A bola vermelha
Vanina Starkoff
Orfeu Negro
A primeira surpresa do álbum é a cor. Entre gravuras, lápis e tintas, apenas o preto, o branco e o vermelho constam desta composição cromática. Ao contrário do que acontece nos dois álbuns anteriormente editados em Portugal, a ilustradora argentina opta por outra abordagem estética, muito menos festiva. Porém, a sobriedade do preto e branco em nada macula o sentido poético que caracteriza a sua exploração temática.
Alguém colhe fruta de uma árvore. Tudo existe em harmonia: a mulher, as árvores, o horizonte. O contraste não se encontra aqui. O branco e o negro são complementares na existência de cada elemento. O inesperado acontece quando, no momento seguinte, a protagonista repara numa bola vermelha que jaz no solo. É então o vermelho que rompe, que se destaca, que dá relevância primeira àquele pretenso objecto.
Logo começa uma busca pelo seu lugar. A rapariga não se apropria da bola, não tem nenhuma intenção de a tomar para si. E em nenhum momento a questão se coloca ou a opção se justifica. Cabe ao leitor segui-la ou estranhá-la.
Activamente, a protagonista procura identificar a bola com outras figuras que em tudo se lhe assemelham. Mas um olhar mais próximo amplia as diferenças: a bola não é uma fruta, nem uma aranha, ou uma porca, ou uma joaninha, nem um novelo ou uma concha. A bola vermelha não tem pares. Porque será que a mulher/menina o considera tão necessário? Ficará ao critério de quem lê.
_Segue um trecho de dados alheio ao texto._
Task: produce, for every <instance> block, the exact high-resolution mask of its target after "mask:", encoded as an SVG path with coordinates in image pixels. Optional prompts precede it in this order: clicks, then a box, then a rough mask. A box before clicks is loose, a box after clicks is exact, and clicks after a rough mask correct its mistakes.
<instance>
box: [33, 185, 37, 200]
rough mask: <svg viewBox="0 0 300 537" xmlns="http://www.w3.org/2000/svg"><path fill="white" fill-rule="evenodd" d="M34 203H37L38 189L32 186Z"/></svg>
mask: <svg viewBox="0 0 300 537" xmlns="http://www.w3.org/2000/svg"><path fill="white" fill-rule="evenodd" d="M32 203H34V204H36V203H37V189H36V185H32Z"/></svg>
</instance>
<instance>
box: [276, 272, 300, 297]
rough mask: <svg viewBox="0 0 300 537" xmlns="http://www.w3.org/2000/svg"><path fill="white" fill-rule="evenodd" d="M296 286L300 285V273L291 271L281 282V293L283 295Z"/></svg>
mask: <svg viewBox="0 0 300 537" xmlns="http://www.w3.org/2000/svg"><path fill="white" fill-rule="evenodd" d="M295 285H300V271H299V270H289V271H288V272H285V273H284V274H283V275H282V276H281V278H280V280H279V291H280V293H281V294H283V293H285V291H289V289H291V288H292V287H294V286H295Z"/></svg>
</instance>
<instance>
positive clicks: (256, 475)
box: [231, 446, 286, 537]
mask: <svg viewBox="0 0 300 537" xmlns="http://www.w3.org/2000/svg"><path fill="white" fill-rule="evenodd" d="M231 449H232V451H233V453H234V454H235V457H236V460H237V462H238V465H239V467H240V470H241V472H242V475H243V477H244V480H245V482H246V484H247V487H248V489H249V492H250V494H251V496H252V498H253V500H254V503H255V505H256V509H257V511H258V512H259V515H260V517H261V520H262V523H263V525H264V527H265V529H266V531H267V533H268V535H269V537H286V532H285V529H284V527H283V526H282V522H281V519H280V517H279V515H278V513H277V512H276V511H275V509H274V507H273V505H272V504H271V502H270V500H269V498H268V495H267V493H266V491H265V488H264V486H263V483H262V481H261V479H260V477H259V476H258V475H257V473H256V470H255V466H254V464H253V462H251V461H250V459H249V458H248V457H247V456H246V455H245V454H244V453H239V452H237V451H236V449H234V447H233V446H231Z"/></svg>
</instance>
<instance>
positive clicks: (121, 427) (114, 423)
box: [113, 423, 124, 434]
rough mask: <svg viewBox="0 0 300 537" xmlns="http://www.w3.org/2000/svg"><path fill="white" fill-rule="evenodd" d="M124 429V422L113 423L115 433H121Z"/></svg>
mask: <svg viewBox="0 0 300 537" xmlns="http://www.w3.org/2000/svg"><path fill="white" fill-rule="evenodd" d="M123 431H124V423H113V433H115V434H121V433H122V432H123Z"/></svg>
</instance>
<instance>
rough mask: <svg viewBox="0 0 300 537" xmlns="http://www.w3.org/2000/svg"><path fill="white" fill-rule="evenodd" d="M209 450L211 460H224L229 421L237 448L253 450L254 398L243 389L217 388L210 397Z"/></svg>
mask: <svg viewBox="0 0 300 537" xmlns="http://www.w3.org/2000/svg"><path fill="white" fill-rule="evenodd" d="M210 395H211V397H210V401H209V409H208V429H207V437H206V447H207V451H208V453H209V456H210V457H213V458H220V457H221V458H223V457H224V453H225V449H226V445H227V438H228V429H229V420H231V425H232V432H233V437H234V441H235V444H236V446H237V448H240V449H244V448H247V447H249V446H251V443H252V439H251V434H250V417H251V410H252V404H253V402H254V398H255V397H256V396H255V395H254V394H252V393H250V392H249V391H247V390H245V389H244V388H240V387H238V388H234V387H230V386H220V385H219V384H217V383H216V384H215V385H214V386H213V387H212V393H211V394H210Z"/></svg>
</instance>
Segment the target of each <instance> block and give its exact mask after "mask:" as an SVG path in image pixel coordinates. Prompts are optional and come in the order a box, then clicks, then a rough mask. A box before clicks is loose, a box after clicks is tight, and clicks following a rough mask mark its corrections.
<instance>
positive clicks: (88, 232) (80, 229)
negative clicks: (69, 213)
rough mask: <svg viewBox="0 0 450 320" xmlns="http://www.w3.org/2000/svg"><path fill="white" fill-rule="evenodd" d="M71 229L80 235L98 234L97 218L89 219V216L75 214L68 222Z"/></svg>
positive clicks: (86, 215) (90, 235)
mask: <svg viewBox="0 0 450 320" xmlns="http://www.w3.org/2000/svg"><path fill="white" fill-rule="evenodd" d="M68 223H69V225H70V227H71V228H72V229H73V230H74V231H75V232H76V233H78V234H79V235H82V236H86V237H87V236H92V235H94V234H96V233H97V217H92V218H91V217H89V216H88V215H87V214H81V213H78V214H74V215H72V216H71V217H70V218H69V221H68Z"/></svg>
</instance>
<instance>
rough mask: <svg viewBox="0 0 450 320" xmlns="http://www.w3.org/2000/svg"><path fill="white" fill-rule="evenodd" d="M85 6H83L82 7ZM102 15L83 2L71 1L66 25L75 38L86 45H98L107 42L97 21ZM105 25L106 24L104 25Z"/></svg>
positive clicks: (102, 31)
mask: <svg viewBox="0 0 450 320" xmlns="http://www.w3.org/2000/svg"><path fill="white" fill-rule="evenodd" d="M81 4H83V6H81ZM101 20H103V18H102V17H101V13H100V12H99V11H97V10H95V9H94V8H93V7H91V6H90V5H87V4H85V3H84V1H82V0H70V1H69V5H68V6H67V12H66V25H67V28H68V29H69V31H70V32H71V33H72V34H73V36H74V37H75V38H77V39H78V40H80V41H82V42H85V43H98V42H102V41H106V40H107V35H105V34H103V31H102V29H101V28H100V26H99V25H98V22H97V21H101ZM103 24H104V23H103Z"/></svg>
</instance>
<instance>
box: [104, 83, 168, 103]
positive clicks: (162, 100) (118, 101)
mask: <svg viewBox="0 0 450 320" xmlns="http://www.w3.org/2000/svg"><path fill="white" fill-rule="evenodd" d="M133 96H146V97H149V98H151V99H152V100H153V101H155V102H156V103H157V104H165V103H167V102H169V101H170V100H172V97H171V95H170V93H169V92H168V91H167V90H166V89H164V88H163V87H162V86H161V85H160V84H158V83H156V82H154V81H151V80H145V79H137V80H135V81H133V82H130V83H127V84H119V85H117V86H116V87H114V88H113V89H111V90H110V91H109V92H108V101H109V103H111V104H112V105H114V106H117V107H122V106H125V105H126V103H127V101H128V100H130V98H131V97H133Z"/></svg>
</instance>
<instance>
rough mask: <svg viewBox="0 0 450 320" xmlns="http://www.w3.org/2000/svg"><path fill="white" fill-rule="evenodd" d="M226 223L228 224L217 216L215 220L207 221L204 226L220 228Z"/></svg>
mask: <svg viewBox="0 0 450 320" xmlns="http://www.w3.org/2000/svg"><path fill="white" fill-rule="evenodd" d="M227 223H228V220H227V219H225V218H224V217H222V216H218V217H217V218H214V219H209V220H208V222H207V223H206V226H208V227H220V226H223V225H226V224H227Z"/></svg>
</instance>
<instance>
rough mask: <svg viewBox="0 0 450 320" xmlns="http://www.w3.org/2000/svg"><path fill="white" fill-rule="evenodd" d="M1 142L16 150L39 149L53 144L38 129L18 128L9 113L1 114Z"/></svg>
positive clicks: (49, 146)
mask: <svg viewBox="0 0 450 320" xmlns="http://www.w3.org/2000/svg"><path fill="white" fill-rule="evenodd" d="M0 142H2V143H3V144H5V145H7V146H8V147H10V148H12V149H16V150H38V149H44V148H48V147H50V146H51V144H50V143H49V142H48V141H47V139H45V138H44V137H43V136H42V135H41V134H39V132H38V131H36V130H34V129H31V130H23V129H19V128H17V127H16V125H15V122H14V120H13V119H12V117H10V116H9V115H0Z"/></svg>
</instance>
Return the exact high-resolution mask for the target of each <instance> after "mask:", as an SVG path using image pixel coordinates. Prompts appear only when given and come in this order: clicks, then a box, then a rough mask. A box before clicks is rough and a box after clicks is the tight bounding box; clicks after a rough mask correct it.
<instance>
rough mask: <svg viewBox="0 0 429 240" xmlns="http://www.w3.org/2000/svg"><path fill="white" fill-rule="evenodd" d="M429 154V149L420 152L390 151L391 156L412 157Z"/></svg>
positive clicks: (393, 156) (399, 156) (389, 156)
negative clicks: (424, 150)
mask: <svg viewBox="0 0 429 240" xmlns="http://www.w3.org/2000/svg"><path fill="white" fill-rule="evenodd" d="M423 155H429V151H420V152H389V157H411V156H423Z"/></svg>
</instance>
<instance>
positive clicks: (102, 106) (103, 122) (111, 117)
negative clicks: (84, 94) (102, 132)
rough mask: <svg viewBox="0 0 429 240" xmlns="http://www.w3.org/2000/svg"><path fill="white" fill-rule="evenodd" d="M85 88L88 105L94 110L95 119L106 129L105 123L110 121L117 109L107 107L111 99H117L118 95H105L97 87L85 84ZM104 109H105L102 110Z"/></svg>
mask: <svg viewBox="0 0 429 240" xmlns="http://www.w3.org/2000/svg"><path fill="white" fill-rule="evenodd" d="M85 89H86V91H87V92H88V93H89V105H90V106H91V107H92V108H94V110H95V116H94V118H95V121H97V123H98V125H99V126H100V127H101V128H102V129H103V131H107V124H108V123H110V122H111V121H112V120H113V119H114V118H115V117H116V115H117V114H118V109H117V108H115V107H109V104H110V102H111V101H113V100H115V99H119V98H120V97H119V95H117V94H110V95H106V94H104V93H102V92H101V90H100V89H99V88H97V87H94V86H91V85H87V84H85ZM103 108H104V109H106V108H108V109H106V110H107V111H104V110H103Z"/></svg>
Chegadas ao clímax narrativo, tudo se desenrola pelo melhor. As palavras são parcas, reduzem-se a onomatopeias que acompanham o espanto, a frustração e o sucesso.
Há em todo o livro um cuidado com o essencial que o despoja de desvios. Aí reside também a sua poeticidade, na atenção àquela bola e àquela missão. Sem mais enleios a mensagem ganha força pela urgência de se fazer existir, de se procurar identificar e reconhecer. Ou, se preferirmos, é apenas um jogo de inocência, palavra importante na epígrafe do álbum.
Todavia, é certo que a leitura interroga. E neste caso, ficar sem resposta é, por si só, uma bela resposta.